Jeanne Theoharis: I want to start by talking about the main arguments of the book. In the past two decades, we’ve started to focus on histories of lynching, particularly in the South. But in By Hands Now Known, you take us beyond spectacular forms of violence like lynching to more quotidian forms of violence, which are less visible but much more pervasive. What do we see when we look at this? What are the stakes of not seeing these regularized forms of violence in the detail and relief that you bring us to it with?
Margaret Burnham: There are two questions here. I ask, “What was the nature of the violence? What were its causes, its effects, its manifestations, and its lasting legacies?” As we well know, there were thousands of lynchings, but lynching is often seen as an acute, extraordinary event. You can think about lynching as either a proxy for a system of racialized subordination or a symbol of it. But both of those perspectives, I argue, obscure other forms of violence that were far more pervasive and widely experienced—namely, physical assaults and homicides that do not meet the contemporary definition of lynching. These phenomena give a character to the Jim Crow period that we don’t necessarily see when we look only through the lens of lynching.
Violence was the handmaiden of Jim Crow.
What we have here is violence that was retributive, that was intended to and did spread terror, but that was also gratuitous. It was both random and systematic. I talk about the regularity of the violence—that it was ever-present. What I’m trying to bring to the reader is what life was like in that political and legal environment. In your own work, you remark that Rosa Parks talks about Jim Crow having Black people walk on a tightrope. The point of my book here is to explore exactly how violence shaped that tightrope.
The second question is “How did law absorb, accommodate, and sit within this violence?” We customarily perceive Jim Crow as a set of rules and regulations that were onerous, but manageable.
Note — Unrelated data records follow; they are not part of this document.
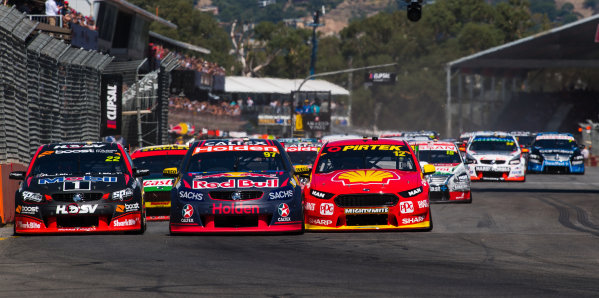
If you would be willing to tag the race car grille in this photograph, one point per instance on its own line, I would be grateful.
(157, 196)
(228, 195)
(70, 197)
(438, 179)
(234, 221)
(366, 200)
(77, 221)
(366, 219)
(490, 162)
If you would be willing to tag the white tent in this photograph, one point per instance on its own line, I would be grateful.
(279, 86)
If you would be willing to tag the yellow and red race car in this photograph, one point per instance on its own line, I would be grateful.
(157, 188)
(367, 184)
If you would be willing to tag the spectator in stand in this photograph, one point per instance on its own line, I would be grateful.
(65, 8)
(585, 155)
(52, 10)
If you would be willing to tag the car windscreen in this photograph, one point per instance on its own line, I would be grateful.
(525, 140)
(55, 162)
(236, 161)
(302, 158)
(156, 164)
(439, 156)
(350, 157)
(555, 144)
(493, 144)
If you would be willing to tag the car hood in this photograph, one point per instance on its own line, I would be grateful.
(237, 180)
(364, 181)
(88, 183)
(447, 168)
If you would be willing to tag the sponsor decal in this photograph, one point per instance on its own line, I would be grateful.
(78, 146)
(412, 220)
(365, 177)
(283, 194)
(125, 223)
(158, 182)
(283, 210)
(122, 195)
(366, 210)
(236, 174)
(27, 209)
(406, 207)
(301, 149)
(327, 208)
(447, 147)
(205, 149)
(45, 153)
(414, 192)
(398, 148)
(74, 208)
(235, 209)
(187, 211)
(318, 221)
(74, 151)
(32, 197)
(554, 137)
(28, 225)
(235, 142)
(84, 178)
(318, 194)
(190, 195)
(162, 148)
(76, 185)
(239, 183)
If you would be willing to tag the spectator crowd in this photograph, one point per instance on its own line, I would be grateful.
(223, 108)
(187, 61)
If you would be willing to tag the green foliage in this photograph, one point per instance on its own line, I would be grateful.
(250, 11)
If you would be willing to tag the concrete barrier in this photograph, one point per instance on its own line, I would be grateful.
(7, 191)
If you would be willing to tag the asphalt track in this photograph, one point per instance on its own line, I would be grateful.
(534, 239)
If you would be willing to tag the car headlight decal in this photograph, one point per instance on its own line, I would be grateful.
(320, 194)
(122, 195)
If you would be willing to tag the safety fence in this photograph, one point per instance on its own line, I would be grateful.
(49, 91)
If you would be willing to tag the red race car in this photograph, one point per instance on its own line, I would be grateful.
(157, 188)
(367, 184)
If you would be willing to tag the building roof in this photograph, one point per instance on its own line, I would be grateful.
(574, 45)
(144, 13)
(279, 86)
(180, 44)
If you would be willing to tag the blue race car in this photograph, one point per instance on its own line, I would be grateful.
(555, 153)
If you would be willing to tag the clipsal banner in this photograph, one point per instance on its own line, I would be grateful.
(111, 95)
(239, 183)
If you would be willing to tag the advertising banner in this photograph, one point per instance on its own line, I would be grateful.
(111, 97)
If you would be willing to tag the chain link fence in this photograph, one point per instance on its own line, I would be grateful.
(49, 91)
(152, 90)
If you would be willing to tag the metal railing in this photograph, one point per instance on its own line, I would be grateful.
(50, 20)
(49, 91)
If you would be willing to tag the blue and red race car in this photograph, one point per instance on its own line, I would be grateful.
(235, 185)
(77, 188)
(367, 184)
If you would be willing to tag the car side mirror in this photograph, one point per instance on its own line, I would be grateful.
(428, 169)
(302, 171)
(17, 175)
(141, 172)
(170, 172)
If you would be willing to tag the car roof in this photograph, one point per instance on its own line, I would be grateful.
(367, 141)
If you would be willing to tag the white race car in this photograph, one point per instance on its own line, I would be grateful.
(495, 157)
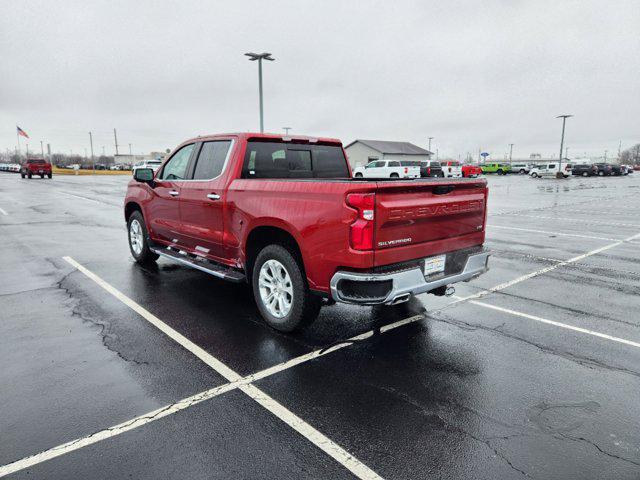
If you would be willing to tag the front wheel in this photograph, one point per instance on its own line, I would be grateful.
(139, 240)
(281, 292)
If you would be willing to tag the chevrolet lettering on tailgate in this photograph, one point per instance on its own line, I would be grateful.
(436, 210)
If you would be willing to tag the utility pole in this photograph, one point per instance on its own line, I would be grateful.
(115, 137)
(260, 57)
(564, 120)
(93, 161)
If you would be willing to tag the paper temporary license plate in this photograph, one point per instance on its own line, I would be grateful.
(434, 265)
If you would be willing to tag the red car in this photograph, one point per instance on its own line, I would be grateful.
(36, 166)
(284, 215)
(471, 171)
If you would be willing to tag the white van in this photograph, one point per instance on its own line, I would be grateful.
(386, 169)
(520, 168)
(551, 169)
(452, 169)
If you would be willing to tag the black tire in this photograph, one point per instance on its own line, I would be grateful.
(305, 306)
(145, 256)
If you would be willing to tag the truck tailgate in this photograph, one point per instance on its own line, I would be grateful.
(417, 218)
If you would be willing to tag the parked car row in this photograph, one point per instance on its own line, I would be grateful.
(600, 169)
(10, 167)
(551, 169)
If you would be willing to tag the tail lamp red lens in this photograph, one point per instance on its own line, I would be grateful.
(361, 231)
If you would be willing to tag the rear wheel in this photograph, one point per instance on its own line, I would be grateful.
(139, 240)
(281, 292)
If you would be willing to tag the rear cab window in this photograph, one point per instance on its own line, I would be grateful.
(293, 160)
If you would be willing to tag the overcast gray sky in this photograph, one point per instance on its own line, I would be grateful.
(471, 74)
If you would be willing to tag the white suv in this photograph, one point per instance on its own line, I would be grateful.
(551, 169)
(386, 169)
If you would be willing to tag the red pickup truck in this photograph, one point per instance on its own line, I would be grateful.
(284, 215)
(36, 166)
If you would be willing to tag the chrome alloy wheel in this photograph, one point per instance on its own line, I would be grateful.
(136, 237)
(276, 291)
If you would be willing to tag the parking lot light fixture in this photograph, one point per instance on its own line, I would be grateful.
(259, 57)
(564, 120)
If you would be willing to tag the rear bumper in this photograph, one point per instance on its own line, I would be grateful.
(399, 286)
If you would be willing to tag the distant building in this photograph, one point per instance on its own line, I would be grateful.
(361, 152)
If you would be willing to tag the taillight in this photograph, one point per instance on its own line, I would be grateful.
(361, 231)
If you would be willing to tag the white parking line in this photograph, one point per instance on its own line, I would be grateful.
(185, 403)
(314, 436)
(546, 232)
(510, 283)
(572, 219)
(557, 324)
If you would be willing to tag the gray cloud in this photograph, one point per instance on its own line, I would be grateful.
(471, 74)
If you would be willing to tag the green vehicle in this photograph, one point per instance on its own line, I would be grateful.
(499, 168)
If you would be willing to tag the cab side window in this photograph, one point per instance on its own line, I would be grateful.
(211, 160)
(176, 168)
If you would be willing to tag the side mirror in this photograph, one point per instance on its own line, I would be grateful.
(143, 175)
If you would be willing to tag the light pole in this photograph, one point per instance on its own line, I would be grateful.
(260, 56)
(564, 120)
(93, 160)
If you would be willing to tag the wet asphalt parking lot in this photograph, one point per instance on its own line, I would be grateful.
(110, 370)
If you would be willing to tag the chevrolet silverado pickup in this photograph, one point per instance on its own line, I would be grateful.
(284, 215)
(36, 166)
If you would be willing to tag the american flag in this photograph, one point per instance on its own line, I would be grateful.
(22, 132)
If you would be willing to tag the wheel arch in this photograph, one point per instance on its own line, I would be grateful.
(262, 235)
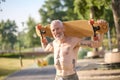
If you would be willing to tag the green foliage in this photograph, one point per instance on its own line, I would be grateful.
(83, 8)
(9, 55)
(82, 53)
(57, 9)
(8, 36)
(31, 39)
(50, 59)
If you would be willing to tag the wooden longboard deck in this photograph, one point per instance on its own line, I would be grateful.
(77, 28)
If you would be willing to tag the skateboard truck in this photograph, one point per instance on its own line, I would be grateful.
(95, 28)
(39, 26)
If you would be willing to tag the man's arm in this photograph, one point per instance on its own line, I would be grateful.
(44, 43)
(92, 44)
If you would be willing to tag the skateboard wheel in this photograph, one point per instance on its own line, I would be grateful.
(91, 21)
(39, 26)
(95, 38)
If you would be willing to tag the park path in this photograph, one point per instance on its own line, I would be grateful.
(48, 72)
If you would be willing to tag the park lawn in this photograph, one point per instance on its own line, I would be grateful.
(10, 65)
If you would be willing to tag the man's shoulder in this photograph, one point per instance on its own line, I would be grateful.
(74, 38)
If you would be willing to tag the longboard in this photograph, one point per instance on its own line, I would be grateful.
(76, 28)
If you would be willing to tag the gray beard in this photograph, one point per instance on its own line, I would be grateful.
(61, 37)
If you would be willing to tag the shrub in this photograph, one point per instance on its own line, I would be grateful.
(82, 53)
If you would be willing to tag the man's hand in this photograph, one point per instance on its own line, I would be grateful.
(39, 33)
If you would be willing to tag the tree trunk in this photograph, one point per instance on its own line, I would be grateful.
(116, 14)
(92, 15)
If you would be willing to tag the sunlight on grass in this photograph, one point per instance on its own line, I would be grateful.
(10, 65)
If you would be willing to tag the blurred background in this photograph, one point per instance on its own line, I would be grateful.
(19, 44)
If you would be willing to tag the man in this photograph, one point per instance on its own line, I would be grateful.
(65, 50)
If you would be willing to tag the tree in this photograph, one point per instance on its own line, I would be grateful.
(116, 14)
(95, 8)
(8, 34)
(31, 38)
(57, 9)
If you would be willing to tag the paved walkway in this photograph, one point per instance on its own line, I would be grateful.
(48, 72)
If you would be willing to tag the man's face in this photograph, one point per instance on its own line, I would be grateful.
(57, 31)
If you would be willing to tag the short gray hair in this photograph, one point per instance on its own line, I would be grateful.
(56, 21)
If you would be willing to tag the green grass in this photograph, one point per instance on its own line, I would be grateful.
(9, 65)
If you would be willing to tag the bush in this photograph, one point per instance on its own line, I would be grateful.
(50, 59)
(82, 53)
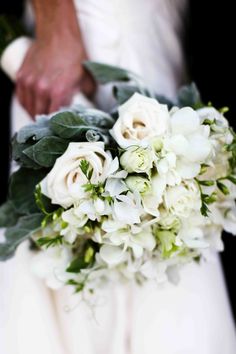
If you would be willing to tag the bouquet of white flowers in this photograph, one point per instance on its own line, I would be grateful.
(129, 195)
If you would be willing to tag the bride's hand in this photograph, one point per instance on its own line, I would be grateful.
(52, 71)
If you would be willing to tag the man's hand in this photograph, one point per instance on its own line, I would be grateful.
(52, 70)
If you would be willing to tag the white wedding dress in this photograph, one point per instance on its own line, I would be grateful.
(190, 318)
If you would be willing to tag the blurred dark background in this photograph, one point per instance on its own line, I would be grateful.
(209, 45)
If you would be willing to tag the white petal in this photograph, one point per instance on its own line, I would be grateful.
(199, 149)
(188, 169)
(112, 255)
(178, 144)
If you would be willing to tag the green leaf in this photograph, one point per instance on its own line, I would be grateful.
(189, 96)
(86, 125)
(37, 130)
(14, 235)
(104, 73)
(123, 92)
(19, 156)
(21, 190)
(84, 166)
(232, 179)
(204, 209)
(222, 187)
(8, 214)
(47, 150)
(49, 241)
(206, 183)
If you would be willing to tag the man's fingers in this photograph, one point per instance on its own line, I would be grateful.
(25, 92)
(42, 98)
(59, 98)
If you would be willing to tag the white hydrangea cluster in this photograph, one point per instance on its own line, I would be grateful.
(163, 199)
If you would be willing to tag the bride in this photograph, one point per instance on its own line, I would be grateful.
(189, 318)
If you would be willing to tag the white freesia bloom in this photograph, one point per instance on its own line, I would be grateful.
(140, 119)
(189, 141)
(183, 199)
(64, 183)
(127, 209)
(137, 159)
(193, 236)
(154, 198)
(118, 242)
(138, 183)
(75, 221)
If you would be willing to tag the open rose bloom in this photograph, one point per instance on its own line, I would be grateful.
(108, 197)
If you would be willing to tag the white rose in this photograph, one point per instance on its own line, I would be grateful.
(64, 183)
(75, 221)
(183, 199)
(139, 184)
(140, 118)
(137, 159)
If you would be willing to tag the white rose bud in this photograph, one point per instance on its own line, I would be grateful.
(183, 199)
(138, 183)
(137, 159)
(140, 119)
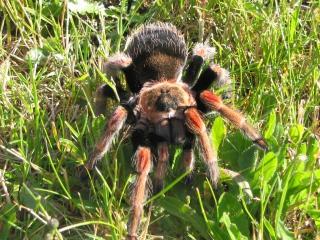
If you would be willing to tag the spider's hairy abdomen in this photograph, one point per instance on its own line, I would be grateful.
(158, 51)
(156, 37)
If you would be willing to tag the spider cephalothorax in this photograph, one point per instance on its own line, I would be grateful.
(164, 108)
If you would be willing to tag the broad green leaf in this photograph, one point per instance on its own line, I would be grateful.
(234, 232)
(296, 132)
(218, 132)
(230, 205)
(186, 213)
(283, 232)
(271, 125)
(265, 169)
(315, 214)
(7, 220)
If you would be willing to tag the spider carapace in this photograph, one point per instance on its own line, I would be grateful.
(166, 105)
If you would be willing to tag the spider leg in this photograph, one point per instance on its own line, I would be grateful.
(112, 67)
(214, 102)
(197, 127)
(103, 93)
(113, 127)
(162, 162)
(218, 77)
(143, 165)
(201, 53)
(188, 155)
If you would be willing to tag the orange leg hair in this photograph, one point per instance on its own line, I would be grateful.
(197, 127)
(161, 168)
(113, 127)
(143, 166)
(215, 103)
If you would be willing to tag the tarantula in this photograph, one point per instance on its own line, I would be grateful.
(163, 107)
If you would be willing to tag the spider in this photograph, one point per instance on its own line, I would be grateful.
(163, 108)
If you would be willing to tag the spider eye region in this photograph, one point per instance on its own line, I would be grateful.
(166, 101)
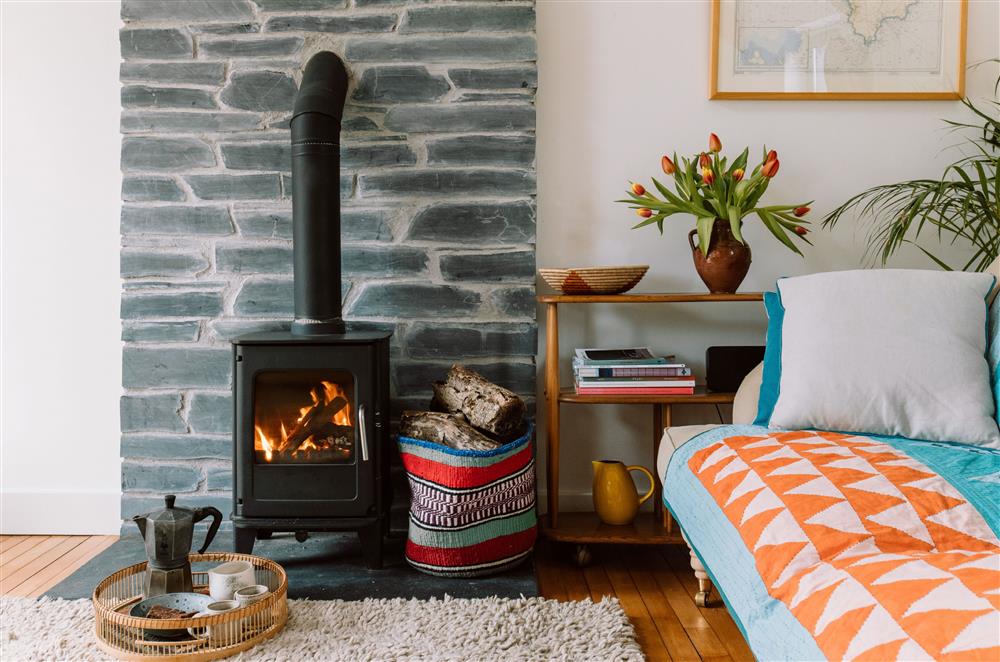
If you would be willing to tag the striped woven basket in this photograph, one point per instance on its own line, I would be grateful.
(472, 513)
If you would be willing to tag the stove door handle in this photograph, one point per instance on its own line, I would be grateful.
(364, 434)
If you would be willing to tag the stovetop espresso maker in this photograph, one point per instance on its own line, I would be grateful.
(168, 535)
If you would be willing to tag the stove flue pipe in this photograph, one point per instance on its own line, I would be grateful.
(319, 107)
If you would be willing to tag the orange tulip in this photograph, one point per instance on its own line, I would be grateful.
(714, 144)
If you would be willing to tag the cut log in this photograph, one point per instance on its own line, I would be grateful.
(444, 429)
(313, 422)
(484, 404)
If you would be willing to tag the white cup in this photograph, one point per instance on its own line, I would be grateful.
(226, 579)
(250, 594)
(224, 634)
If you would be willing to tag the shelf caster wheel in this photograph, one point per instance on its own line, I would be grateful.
(704, 593)
(582, 556)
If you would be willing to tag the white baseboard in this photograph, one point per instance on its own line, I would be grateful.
(60, 513)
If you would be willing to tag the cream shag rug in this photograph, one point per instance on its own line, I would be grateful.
(487, 630)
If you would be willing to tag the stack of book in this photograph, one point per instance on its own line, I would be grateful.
(633, 371)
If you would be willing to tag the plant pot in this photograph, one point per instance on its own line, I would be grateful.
(727, 262)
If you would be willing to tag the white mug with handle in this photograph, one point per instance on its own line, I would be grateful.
(225, 633)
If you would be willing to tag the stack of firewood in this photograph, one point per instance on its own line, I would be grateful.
(469, 412)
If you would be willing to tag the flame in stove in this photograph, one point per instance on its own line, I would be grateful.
(330, 405)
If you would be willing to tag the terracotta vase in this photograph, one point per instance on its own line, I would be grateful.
(727, 262)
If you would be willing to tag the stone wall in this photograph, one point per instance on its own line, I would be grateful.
(438, 187)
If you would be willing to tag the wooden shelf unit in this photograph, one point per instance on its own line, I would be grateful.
(585, 528)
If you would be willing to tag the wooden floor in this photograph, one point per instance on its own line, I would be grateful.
(31, 565)
(654, 584)
(656, 587)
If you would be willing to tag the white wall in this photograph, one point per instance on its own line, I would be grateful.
(621, 83)
(60, 201)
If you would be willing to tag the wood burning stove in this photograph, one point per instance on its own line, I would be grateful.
(310, 449)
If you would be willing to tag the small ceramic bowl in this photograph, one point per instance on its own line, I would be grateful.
(187, 602)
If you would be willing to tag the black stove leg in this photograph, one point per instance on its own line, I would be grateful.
(243, 540)
(371, 545)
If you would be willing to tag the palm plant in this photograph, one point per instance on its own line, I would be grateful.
(963, 205)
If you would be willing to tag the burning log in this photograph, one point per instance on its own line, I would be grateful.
(313, 422)
(444, 429)
(483, 404)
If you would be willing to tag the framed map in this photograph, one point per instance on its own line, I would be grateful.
(838, 49)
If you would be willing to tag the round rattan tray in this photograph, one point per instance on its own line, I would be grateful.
(131, 638)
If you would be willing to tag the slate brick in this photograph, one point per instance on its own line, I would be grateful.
(154, 413)
(237, 259)
(514, 301)
(441, 341)
(147, 189)
(160, 331)
(235, 187)
(299, 5)
(383, 262)
(167, 154)
(182, 368)
(489, 267)
(448, 49)
(144, 262)
(219, 478)
(190, 73)
(476, 224)
(334, 24)
(176, 447)
(155, 44)
(265, 297)
(414, 299)
(181, 122)
(399, 84)
(171, 304)
(160, 477)
(186, 10)
(183, 221)
(413, 183)
(482, 150)
(250, 47)
(261, 91)
(144, 96)
(458, 18)
(438, 118)
(494, 79)
(211, 413)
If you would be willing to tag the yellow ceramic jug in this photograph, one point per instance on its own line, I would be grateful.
(615, 497)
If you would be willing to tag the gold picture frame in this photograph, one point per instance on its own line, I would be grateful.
(954, 17)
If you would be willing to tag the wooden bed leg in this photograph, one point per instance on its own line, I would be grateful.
(704, 583)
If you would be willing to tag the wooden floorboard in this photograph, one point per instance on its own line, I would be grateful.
(31, 565)
(655, 586)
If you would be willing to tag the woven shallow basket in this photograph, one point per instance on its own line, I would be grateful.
(128, 637)
(595, 280)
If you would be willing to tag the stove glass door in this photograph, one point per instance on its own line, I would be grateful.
(304, 417)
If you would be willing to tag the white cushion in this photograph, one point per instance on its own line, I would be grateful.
(892, 352)
(745, 402)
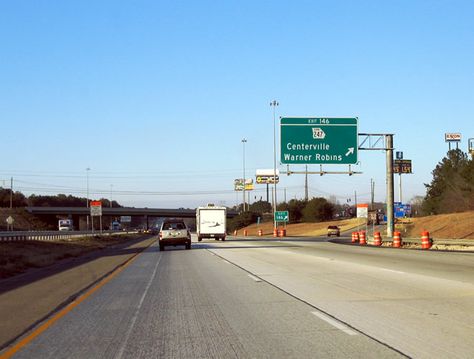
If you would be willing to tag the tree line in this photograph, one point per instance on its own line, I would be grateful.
(317, 209)
(452, 187)
(59, 200)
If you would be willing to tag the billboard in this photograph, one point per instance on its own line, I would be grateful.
(239, 184)
(452, 137)
(362, 210)
(96, 208)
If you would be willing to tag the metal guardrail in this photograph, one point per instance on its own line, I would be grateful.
(54, 235)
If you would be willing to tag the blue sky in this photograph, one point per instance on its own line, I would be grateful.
(155, 97)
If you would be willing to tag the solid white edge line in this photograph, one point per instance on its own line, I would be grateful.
(392, 271)
(254, 278)
(335, 323)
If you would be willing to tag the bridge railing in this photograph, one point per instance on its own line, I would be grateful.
(54, 235)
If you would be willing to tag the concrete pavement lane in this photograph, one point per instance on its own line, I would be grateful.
(416, 301)
(193, 304)
(28, 299)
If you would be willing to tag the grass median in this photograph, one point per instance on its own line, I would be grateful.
(18, 257)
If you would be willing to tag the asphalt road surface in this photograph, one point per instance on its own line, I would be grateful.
(273, 299)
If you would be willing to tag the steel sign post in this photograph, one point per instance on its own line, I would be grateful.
(317, 140)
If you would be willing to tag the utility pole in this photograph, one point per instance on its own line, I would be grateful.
(244, 141)
(87, 180)
(400, 186)
(306, 184)
(11, 193)
(390, 190)
(372, 190)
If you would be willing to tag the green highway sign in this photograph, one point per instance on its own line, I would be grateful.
(318, 140)
(282, 216)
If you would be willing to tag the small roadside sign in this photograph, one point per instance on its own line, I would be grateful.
(282, 216)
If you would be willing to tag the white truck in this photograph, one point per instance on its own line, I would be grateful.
(65, 225)
(211, 222)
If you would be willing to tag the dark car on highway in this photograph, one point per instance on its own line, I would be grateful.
(334, 231)
(174, 232)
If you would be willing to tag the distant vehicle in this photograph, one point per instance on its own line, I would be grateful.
(174, 232)
(334, 231)
(115, 226)
(65, 225)
(211, 222)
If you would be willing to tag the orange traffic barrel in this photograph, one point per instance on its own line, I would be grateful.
(425, 240)
(377, 239)
(397, 240)
(355, 237)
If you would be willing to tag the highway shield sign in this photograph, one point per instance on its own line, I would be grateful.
(282, 216)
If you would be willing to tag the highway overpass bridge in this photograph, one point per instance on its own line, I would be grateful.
(79, 214)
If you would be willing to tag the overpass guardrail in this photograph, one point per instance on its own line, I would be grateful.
(55, 235)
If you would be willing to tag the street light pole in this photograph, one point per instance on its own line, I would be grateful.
(244, 141)
(87, 204)
(274, 103)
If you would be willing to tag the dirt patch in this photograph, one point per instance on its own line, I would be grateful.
(304, 229)
(18, 257)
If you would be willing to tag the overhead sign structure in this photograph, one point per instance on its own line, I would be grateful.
(452, 137)
(402, 166)
(239, 184)
(362, 210)
(96, 208)
(267, 176)
(402, 210)
(318, 140)
(282, 216)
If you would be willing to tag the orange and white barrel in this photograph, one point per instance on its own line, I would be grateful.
(397, 240)
(377, 239)
(355, 237)
(425, 240)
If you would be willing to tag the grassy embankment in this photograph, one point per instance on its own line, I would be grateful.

But I argue that this violence was the handmaiden of Jim Crow. Jim Crow could only be enforced through violence. I wanted to make plain the nature of the racial legal contract that is constitutive of the Jim Crow period, which I’m talking about in relation to Charles Mills’ insights about the racial contract that undergirds the American polity. I wanted to illustrate the ways in which this racial contract shaped and defined the legal world in which folks lived during the Jim Crow period.